Diese gemeinsame Überzeugung, daß Ideen die bewegende Kraft in der Geschichte sind, verband Schiller und Humboldt lebenslang. So schrieb Humboldt am 22.10. 1803: „Der Maßstab der Dinge in mir bleibt fest und unerschütterlich, das Höchste in der Welt bleiben und sind – die Ideen.“ Und noch am 2.4.1805 stellt Schiller fest: „Und am Ende sind wir ja beide Idealisten und würden uns schämen, uns nachsagen zu lassen, daß die Dinge uns formten, und nicht wir die Dinge.“
Gerade wenn über ein Thema schon sehr viel gesagt und geschrieben wurde, ist es schwierig, Wahrheiten auszusprechen, ohne daß fehlgedeutete Bezüge zu früheren Aussagen hergestellt werden. Aber wie Heinrich Heine richtig befand, ist Goethe mehr von seinen Apologeten geschadet worden als von seinen Kritikern.

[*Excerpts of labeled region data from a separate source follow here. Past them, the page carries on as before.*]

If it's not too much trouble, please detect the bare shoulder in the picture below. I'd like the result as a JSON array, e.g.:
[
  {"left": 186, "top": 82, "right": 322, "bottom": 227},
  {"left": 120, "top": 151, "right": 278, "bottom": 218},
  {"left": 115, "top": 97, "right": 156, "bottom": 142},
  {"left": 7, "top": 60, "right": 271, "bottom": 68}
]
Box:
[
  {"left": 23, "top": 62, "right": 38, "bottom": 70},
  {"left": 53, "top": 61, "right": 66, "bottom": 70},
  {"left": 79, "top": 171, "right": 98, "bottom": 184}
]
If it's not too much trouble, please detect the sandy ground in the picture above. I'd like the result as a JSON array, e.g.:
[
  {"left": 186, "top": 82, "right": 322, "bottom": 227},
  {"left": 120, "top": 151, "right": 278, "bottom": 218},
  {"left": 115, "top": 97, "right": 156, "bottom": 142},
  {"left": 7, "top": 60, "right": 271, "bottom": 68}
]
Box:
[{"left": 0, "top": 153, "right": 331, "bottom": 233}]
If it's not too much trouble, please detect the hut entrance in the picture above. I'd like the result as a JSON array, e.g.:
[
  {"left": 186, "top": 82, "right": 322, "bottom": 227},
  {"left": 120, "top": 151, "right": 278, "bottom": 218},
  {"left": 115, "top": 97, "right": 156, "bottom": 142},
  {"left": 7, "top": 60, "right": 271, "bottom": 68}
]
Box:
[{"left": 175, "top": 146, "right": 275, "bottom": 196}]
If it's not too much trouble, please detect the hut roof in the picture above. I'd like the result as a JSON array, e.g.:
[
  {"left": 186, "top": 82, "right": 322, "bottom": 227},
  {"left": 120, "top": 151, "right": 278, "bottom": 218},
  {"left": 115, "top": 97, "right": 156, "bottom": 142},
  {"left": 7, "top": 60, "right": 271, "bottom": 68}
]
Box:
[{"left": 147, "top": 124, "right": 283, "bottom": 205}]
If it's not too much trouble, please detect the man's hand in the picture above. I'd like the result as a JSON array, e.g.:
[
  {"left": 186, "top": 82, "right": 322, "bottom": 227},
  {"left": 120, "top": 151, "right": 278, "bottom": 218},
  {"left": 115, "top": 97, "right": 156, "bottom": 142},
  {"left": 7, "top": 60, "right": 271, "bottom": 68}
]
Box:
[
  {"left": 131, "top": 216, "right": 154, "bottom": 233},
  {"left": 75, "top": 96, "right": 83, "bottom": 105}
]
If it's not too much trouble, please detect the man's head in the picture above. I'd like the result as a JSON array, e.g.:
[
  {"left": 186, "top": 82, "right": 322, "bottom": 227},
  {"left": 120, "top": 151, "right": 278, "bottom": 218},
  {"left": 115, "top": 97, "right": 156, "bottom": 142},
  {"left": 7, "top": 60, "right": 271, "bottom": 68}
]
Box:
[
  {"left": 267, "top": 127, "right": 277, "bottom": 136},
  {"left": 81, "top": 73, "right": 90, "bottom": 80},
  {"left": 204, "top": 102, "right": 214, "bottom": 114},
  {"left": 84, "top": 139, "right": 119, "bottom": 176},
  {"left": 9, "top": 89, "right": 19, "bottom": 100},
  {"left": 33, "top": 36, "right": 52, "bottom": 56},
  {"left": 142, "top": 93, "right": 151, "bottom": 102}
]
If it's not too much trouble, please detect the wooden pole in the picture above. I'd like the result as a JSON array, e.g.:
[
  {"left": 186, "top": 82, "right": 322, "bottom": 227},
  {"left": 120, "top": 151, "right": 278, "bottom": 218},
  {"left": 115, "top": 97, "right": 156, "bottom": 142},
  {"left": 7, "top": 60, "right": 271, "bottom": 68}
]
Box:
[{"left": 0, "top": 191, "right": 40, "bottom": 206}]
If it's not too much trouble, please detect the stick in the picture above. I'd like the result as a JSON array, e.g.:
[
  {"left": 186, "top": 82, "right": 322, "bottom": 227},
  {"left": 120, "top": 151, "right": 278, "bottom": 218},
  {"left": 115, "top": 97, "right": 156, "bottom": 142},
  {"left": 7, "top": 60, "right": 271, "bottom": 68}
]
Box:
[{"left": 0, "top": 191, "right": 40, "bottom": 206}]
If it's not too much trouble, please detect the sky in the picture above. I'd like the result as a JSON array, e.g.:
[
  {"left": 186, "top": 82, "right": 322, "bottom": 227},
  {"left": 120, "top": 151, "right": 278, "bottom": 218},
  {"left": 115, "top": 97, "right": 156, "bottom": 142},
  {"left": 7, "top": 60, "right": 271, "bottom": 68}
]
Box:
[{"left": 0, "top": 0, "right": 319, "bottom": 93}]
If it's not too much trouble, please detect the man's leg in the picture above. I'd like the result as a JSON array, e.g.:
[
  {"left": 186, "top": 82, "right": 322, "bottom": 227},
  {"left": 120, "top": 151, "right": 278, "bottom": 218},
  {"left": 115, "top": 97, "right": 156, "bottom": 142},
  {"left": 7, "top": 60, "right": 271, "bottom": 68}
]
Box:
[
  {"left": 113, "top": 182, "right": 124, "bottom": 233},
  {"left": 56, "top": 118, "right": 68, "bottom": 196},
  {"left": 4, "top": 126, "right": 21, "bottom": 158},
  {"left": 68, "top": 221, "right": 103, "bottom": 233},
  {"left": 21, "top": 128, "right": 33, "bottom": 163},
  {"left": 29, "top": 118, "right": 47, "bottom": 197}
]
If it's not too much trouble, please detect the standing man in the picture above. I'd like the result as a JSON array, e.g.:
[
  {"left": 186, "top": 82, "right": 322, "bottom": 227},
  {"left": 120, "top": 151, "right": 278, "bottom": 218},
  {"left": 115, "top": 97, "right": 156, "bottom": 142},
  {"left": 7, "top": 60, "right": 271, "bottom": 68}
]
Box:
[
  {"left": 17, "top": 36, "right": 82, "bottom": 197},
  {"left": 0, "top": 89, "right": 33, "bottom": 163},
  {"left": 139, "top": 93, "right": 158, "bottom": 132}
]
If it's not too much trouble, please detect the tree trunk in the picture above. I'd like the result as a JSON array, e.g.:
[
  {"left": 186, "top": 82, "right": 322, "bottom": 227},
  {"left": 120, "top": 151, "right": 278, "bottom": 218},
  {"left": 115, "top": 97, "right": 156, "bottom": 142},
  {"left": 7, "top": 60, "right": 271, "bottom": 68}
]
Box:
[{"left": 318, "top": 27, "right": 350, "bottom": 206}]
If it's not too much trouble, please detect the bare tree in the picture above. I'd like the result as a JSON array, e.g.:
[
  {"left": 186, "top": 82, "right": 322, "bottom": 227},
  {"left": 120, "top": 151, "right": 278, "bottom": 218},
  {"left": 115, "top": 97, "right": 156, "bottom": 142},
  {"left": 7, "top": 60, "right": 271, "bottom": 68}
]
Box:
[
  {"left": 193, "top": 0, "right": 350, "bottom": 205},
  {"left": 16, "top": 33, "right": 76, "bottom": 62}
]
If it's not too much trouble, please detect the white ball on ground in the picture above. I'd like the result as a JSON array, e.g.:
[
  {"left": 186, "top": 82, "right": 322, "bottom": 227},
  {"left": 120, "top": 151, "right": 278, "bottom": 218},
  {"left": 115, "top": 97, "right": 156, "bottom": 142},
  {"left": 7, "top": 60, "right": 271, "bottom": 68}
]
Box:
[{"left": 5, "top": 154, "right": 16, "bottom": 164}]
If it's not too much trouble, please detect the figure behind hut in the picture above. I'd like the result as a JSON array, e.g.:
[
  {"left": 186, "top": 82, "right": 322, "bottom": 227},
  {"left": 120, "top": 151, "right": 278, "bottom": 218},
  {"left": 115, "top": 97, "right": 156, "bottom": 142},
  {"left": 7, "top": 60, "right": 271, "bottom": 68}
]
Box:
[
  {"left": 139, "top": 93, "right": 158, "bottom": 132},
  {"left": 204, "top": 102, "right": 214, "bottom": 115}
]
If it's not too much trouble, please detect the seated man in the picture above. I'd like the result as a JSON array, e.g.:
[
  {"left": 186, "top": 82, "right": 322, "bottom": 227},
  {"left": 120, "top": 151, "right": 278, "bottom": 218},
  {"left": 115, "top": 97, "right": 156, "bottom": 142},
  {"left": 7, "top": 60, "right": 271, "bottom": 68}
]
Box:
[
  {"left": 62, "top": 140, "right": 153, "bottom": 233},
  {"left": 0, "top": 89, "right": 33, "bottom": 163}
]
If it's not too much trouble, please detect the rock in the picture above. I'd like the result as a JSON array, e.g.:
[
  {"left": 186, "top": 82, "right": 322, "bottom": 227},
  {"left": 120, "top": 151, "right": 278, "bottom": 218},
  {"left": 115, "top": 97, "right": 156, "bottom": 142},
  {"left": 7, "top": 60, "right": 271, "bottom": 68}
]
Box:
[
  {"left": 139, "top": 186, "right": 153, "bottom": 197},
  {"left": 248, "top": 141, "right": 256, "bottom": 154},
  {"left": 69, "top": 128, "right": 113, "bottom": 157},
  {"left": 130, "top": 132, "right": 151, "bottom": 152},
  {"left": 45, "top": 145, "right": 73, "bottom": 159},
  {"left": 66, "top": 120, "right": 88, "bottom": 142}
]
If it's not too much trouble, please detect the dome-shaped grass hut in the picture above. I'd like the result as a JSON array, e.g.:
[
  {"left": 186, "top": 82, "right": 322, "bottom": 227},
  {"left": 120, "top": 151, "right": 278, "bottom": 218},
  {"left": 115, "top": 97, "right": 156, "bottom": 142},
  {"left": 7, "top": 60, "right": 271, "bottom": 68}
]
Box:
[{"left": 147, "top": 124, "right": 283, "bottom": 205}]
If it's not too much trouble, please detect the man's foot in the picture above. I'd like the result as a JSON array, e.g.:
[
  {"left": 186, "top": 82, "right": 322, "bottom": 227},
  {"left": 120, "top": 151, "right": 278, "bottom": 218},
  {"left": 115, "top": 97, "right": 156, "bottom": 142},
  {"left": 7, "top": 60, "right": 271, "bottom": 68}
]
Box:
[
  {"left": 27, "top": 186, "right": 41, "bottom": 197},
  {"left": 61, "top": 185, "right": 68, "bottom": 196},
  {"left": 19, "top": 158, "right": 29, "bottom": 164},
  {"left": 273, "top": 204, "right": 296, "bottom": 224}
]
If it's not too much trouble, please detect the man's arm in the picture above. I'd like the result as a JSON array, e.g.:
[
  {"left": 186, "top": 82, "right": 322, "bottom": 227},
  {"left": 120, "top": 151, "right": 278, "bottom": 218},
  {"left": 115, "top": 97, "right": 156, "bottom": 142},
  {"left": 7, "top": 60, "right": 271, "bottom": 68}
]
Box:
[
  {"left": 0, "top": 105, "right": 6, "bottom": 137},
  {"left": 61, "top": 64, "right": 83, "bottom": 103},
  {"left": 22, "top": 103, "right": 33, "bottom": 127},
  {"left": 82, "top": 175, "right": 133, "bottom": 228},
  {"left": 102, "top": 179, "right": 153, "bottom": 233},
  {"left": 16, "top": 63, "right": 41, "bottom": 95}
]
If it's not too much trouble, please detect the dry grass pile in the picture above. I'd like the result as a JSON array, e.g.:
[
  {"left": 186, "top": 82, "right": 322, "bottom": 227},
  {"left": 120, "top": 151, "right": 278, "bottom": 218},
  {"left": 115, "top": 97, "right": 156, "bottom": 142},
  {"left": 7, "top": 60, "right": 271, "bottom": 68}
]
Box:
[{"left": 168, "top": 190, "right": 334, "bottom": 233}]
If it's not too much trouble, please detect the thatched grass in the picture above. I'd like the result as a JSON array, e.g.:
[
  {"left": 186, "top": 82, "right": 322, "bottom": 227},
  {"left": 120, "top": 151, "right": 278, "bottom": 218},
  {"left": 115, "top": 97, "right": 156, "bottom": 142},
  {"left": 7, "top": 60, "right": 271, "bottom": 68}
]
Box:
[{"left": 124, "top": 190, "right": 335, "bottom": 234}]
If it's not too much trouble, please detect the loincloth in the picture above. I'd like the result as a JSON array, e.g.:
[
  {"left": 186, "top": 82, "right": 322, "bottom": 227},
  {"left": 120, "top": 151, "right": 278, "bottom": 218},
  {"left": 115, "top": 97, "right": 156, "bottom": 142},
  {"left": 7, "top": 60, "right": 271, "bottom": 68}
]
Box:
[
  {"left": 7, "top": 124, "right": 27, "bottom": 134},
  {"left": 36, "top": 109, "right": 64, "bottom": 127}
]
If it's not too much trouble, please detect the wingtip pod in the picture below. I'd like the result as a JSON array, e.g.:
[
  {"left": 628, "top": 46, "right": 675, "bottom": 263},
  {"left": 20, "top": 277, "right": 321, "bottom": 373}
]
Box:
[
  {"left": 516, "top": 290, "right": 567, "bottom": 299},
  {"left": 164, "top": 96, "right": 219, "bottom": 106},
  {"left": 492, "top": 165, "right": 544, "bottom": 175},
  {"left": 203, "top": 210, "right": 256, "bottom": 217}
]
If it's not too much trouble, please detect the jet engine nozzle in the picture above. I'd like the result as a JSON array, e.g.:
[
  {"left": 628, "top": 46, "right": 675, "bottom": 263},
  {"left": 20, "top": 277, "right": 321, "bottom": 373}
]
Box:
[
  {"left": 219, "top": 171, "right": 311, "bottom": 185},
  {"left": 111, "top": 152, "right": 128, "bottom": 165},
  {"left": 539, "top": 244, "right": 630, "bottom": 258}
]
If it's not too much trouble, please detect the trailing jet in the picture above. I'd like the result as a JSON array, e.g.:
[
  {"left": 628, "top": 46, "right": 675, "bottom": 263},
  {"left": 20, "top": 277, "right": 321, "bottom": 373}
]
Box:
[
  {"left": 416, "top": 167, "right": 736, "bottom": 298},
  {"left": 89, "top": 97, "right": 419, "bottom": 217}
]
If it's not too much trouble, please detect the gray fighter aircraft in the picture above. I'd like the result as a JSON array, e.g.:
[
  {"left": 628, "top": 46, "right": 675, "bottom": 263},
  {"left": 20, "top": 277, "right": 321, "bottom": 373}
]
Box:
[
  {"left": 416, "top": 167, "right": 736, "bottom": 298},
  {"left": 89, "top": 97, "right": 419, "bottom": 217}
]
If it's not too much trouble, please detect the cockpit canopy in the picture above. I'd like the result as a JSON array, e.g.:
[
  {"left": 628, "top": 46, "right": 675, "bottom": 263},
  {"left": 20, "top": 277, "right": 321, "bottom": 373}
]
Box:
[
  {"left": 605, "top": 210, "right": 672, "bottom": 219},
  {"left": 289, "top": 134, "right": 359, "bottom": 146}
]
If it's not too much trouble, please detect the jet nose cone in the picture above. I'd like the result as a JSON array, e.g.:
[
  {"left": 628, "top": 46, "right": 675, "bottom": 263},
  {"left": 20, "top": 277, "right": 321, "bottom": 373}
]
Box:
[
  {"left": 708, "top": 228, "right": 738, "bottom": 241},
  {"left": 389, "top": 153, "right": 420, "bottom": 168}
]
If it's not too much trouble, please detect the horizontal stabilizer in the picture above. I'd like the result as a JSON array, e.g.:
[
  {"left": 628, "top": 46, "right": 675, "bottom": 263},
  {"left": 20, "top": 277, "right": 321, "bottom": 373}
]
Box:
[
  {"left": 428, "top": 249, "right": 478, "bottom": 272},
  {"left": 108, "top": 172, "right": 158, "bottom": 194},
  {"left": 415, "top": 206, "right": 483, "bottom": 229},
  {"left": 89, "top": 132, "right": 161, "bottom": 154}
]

Nur weil gewisse Pietisten sich seinerzeit in die Debatte, wer größer sei, Schiller oder Goethe, vehement eingemischt haben, heißt dies nicht, daß man diese Frage nicht stellen oder beantworten könnte.
Im Verhältnis zwischen Schiller und Goethe haben beide gegeben und empfangen: Man muß nur das Wort der beiden Dichter so nehmen, wie sie es selber in ihrem Briefwechsel dokumentiert und wie sie sich gegenüber anderen Personen geäußert haben. Wer aber der Außergewöhnlichere von beiden war, steht außer Frage. Der Freund Schillers, der ihn neben Körner wohl am selbstlosesten geliebt und mit Sicherheit am besten verstanden hat, sei hier zitiert. In seinem bemerkenswerten Brief an F. H. Jakobi schrieb Humboldt am 15.10. 1796:
„Ich habe Schiller, nicht gerade seine Werke, obgleich ich auch in diesen doch ziemlich bewandert, äußerst genau studiert und mache es mir zu eigentlichen Geschäft, dies Studium zu einer gewissen Vollendung zu bringen. Ich fahre darin umso unermüdlicher fort, weil ich überzeugt bin, daß das Studium eines so seltenen und in seiner Art einzigen Genies einen erweiterten Begriff des menschliches Geistes überhaupt gibt. Ich habe nie einen gesehen, dessen Geist mit so merkwürdig gewesen wäre, und so aufrichtig ich zum Beispiel Goethe und Kant verehre, so ist mir keiner von beiden für die Kenntnisse der menschlichen Intellektualität so wunderbar und wichtig.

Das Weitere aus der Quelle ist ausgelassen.